Humans may have once been like the Borg

Nearly 30 years after they first appeared on screen, the Borg remain one of the more terrifying and formidable enemies ever introduced in the Star Trek universe. With their armies of mindless drones hell-bent on assimilating every human being and robbing them of their personhood, the Borg collective represents the opposite of everything we hold dear about humanity. They lack all compassion, cannot be reasoned with, and are totally unable to think for themselves. But, if some psychologists are to be believed, we may have once been more similar to the Borg than we’d like to think.

A new piece on Nautilus explores this idea by looking back at the 1976 book The Origin Of Consciousness In The Breakdown Of The Bicameral Mind by Julian Jaynes. In the book, Jaynes argues that early humans did not have an explicit sense of self, but rather experienced the world through a bicameral mind, having one part of their brain that gave orders and another part that followed them. This is similar to the notion of an individual Borg existing simultaneously as a drone and the plural “collective.”

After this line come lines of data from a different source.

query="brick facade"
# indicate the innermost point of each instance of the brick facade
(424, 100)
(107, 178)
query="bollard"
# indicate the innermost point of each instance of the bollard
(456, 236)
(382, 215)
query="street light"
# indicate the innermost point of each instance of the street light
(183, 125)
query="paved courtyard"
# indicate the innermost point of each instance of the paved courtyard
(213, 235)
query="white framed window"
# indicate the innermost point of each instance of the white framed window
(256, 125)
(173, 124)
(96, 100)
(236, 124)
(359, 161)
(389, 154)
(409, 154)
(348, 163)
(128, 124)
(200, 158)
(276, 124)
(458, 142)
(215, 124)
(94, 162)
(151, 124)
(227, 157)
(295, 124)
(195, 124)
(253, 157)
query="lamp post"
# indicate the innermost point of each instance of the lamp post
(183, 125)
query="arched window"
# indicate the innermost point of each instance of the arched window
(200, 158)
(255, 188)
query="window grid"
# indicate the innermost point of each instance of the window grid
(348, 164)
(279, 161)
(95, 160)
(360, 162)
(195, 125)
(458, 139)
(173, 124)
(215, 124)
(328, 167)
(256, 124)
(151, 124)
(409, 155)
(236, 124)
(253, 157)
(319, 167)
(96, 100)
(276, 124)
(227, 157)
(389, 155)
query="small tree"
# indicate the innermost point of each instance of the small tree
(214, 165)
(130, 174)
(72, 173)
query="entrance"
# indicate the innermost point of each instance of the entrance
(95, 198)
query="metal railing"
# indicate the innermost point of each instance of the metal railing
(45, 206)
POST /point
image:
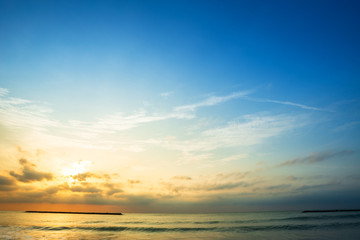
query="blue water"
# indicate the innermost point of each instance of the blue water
(259, 225)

It wasn’t until the advent of writing that the bicameral mind started to break down and the singular consciousness of humans started to emerge. Trek fans will probably remember the episode “I, Borg” in which a single drone that is separated from the collective loses his connection to one half of his bicameral mind, allowing an individual identity (embarrassingly named “Hugh”) to take hold. Or, if you’re more of a Westworld fan, this is basically what Anthony Hopkins’ character is always going on about.

Whether humans ever existed with bicameral minds is still highly debatable, and, considering we currently possess a sense of identity, it can be hard for us to even wrap our minds around what that existence would be like. Nevertheless, it’s fun to imagine a giant Borg cube roaming the Mesopotamian river valley, assimilating Bronze Age technology.